To start, focus on the relationships and actions that are essential to Godly Play, rather than on the materials needed in a fully equipped Godly Play space. We know that not every congregation can allocate generous funds for Christian education. We believe Godly Play is worth beginning with the simplest of resources. Without any materials at all, two teachers can make a Godly Play space that greets the children, shares a feast, and blesses them goodbye each week.
When Jerome and Thea Berryman began their work with children, Jerome and Thea used shelving made from boards and cinder blocks. They created a new material each week. The first one was the Parable of the Good Shepherd, which they cut from construction paper and placed in a shoebox spray painted gold.

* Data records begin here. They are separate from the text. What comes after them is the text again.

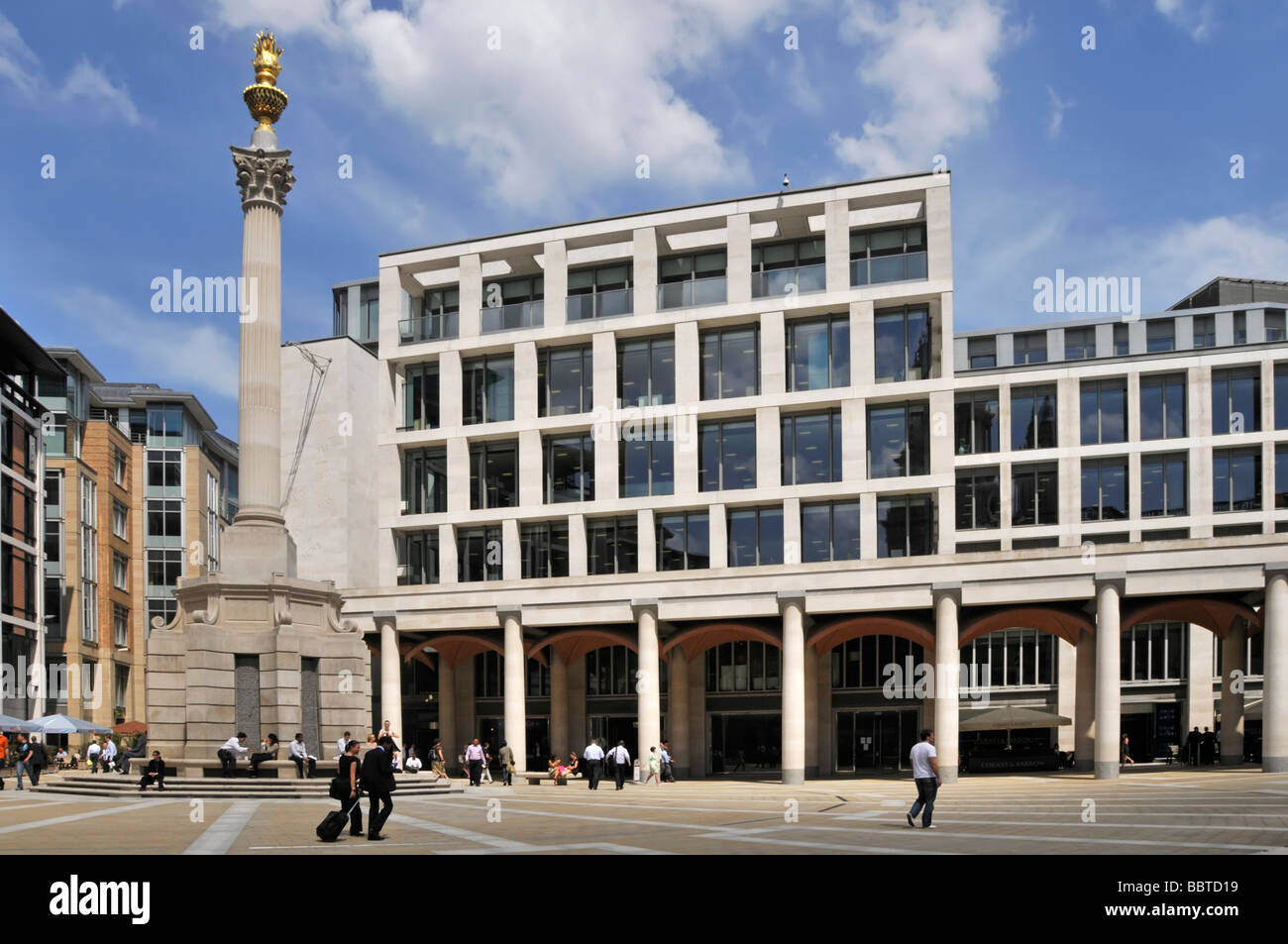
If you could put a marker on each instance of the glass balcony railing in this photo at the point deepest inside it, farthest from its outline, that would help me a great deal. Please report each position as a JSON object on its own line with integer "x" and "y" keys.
{"x": 711, "y": 290}
{"x": 799, "y": 281}
{"x": 520, "y": 314}
{"x": 429, "y": 327}
{"x": 605, "y": 304}
{"x": 898, "y": 268}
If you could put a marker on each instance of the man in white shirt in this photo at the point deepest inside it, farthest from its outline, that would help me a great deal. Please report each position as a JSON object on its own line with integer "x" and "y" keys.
{"x": 622, "y": 759}
{"x": 925, "y": 773}
{"x": 593, "y": 760}
{"x": 301, "y": 758}
{"x": 232, "y": 749}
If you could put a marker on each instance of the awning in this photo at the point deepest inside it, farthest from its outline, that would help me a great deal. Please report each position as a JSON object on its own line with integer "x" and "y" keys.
{"x": 1009, "y": 717}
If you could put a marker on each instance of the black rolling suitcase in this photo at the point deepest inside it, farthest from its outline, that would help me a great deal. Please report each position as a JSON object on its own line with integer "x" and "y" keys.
{"x": 331, "y": 827}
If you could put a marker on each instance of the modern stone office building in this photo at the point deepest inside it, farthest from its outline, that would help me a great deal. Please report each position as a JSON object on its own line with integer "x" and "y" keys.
{"x": 707, "y": 472}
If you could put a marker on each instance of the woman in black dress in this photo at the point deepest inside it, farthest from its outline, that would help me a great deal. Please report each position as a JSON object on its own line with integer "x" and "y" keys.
{"x": 349, "y": 775}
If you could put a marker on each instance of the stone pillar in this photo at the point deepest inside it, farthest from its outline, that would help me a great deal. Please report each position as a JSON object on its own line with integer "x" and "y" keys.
{"x": 559, "y": 742}
{"x": 1108, "y": 668}
{"x": 947, "y": 597}
{"x": 390, "y": 674}
{"x": 1274, "y": 706}
{"x": 1085, "y": 703}
{"x": 794, "y": 687}
{"x": 515, "y": 687}
{"x": 647, "y": 684}
{"x": 1234, "y": 651}
{"x": 678, "y": 712}
{"x": 446, "y": 700}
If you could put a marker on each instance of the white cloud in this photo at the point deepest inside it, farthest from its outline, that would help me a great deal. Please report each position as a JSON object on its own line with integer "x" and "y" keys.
{"x": 566, "y": 103}
{"x": 1057, "y": 108}
{"x": 18, "y": 64}
{"x": 932, "y": 65}
{"x": 90, "y": 84}
{"x": 1192, "y": 16}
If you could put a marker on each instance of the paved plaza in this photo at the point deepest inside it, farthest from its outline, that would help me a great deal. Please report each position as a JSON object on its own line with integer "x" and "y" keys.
{"x": 1166, "y": 810}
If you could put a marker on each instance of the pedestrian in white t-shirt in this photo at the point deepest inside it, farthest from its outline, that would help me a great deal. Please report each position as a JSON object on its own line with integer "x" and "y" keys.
{"x": 925, "y": 773}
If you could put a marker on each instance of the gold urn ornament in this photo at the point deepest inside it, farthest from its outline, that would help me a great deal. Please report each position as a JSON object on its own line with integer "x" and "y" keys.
{"x": 265, "y": 99}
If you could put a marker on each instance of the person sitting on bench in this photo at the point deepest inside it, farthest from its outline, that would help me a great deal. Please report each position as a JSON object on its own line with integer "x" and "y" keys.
{"x": 155, "y": 773}
{"x": 300, "y": 755}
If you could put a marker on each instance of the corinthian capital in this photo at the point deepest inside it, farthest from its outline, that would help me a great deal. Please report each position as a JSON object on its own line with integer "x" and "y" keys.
{"x": 263, "y": 176}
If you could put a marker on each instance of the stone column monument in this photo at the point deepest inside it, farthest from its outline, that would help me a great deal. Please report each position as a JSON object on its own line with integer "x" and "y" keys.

During that first year, Berryman filled the shelves with more homemade lesson materials. When more time and money became available, he upgraded those materials to some cut from foam core. Now his research room is fully equipped with beautiful and lasting Godly Play materials: Parable Boxes, Noah’s Ark, a Desert Box filled with sand, and more. All of these riches are wonderful gifts to the children who spend time there, but the start of a successful Godly Play environment is the nurturing of appropriate relationships in a safe place with the best materials you can manage at the time.